Además, contó que “el Gobierno está haciendo junto con el financiamiento de la Agencia Nacional de Seguridad Vial una pista de manejo en el autódromo que va a servir para las evaluaciones de idoneidad conductiva que debe aprobar un motociclista para salir a la calle con una moto”.

 

Desde qué edad se debe conducir en Chaco

La ley estable que a los 16 años se puede manejar un ciclomotor que son de 50 cc. y a partir de los 18 años se le puede dar la licencia para conducir una moto de hasta 150 cc. Muchas veces los padres ocupan un rol fundamental en esto porque son quienes autorizan a sus hijos a circular en motos tuneadas con escapes libres, con motores potenciados, sin casco, sin luces, sin espejo, con la moto totalmente desarmada”, sentenció.

“El Estado tiene presencia fuerte en rutas, caminos, en los distintos municipios y demás. Pero si el papá permite que el hijo salga de la casa con una moto potenciada, sin tener casco y sin luces, estamos hablando de una responsabilidad compartida. El papá tiene que asumir el rol que le toca y saber decirle que no a su hijo porque no está en juego si usa una remera blanca o una negra, está en juego si vive o muere. Entonces cuando se trata de la vida de nuestros hijos deberíamos tomar la responsabilidad que nos toca como padres”, señaló Domecq.

En cuanto a los autos, “a partir de los 18 años se puede obtener la licencia para conducir, aprobando un examen teórico, uno práctico y los exámenes médicos. Esto se hace en los municipios de Resistencia y de Fontana por ahora, próximamente en el municipio de Machagai. Además, cada municipio que va a otorgar la licencia tiene la obligación legal de hacer estos controles. Es responsabilidad de cada área, hay gente que es más responsable que otra. En todos los municipios de la provincia hay integrantes que tienen un compromiso más fuerte que otro.

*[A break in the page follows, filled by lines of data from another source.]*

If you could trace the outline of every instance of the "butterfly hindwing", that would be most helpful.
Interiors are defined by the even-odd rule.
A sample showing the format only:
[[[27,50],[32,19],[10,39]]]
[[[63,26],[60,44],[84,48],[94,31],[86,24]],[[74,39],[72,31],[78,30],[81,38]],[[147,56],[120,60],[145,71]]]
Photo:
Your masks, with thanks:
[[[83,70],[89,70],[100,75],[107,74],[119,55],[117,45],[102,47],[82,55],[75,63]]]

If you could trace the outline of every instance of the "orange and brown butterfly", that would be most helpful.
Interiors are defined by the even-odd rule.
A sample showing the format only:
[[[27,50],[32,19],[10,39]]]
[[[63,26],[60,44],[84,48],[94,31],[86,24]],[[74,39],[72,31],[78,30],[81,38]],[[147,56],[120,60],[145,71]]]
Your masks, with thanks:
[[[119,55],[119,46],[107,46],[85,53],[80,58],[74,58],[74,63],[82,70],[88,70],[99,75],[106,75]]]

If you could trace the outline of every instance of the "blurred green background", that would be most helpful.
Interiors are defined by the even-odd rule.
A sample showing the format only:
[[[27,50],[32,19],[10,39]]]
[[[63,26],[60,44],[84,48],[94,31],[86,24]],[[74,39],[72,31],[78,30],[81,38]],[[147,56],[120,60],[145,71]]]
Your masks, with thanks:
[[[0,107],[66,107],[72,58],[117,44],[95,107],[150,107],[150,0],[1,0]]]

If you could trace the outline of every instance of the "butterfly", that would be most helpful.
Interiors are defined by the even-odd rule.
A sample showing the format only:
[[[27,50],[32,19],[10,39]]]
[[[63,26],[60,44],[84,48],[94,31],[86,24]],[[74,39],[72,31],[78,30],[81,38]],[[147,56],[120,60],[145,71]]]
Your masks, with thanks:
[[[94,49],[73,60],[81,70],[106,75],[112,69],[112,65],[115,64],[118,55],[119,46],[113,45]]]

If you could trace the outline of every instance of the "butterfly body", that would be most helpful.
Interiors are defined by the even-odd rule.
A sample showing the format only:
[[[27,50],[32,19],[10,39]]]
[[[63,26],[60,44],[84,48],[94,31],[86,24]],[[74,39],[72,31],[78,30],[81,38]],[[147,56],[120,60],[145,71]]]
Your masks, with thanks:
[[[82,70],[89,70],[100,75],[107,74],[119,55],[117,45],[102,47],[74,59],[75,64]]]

Y esto es lo que inclina la balanza porque hay gente que da la licencia sin tener en cuenta todos estos requisitos”.

 

El transporte público

Por otro lado, se refirió al rol que ocupan los transportes públicos al momento de hablar de seguridad vial. “Hay que reconocer otro problema que es la deficiencia en el transporte público de pasajeros que muchas veces no está a la altura de las circunstancias, hablando a nivel mundial”.

“Hay países que tienen excelentes transportes y varias alternativas y hay países como por ejemplo en Latinoamérica en general que no tienen calidad en el transporte de pasajeros”, sentenció.

 

La bicicleta

Domecq también realizó una comparación entre el uso de las bicicletas y de las motos. “La bicicleta tiene menos problemas que la moto. La velocidad es un elemento que en la moto juega y que en la bicicleta no”, expresó.

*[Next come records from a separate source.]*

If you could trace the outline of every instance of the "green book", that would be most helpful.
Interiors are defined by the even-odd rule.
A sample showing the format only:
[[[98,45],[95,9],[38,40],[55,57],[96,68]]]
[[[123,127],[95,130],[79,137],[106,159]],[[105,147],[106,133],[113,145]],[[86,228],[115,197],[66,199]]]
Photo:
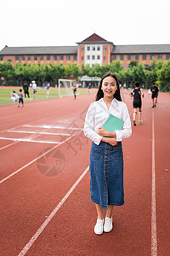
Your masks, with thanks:
[[[102,127],[105,129],[107,131],[114,131],[116,130],[121,131],[123,124],[124,124],[123,120],[110,113],[110,115],[106,119]]]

Los siniestros que ocurrieron con ciclistas fueron generalmente en ruta y porque andaban sin luces. Al detectar eso, implementamos un programa que se llama ‘Iluminate’ en el que proporcionamos un chaleco reflectivo para que circulen en las rutas y un ojo de gato, en algunos casos se les pide que se retiren, que vayan por la banquina y les buscamos un lugar seguro para que puedan transitar y no se los lleven de noche sobre todo”, explicó.

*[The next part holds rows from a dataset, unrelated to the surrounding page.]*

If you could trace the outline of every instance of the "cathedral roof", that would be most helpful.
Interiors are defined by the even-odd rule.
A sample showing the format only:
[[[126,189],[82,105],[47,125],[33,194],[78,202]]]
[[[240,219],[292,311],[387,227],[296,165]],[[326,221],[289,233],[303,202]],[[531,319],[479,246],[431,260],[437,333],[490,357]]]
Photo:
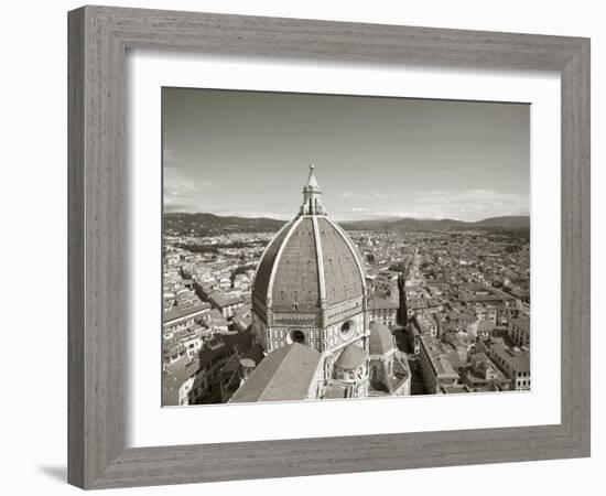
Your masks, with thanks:
[[[252,294],[273,311],[313,312],[323,303],[335,305],[364,292],[359,254],[349,236],[324,214],[312,169],[301,213],[268,245]]]
[[[394,348],[393,335],[386,325],[374,321],[370,323],[370,338],[368,339],[370,355],[385,355]]]
[[[307,398],[322,354],[293,343],[264,357],[230,402],[293,401]]]
[[[340,354],[335,366],[345,370],[355,370],[366,362],[366,352],[351,343]]]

Y contó que “para eso tenemos las patrullas viales en funcionamiento. Nunca se puede medir cuántos siniestros evitamos pero fueron muchísimos, gracias al trabajo de las patrullas viales que incorporó el Gobierno en el 2017. Ahora en el 2018 se volvió a incrementar el número de patrullas viales que hoy están recorriendo rutas y caminos en la provincia”.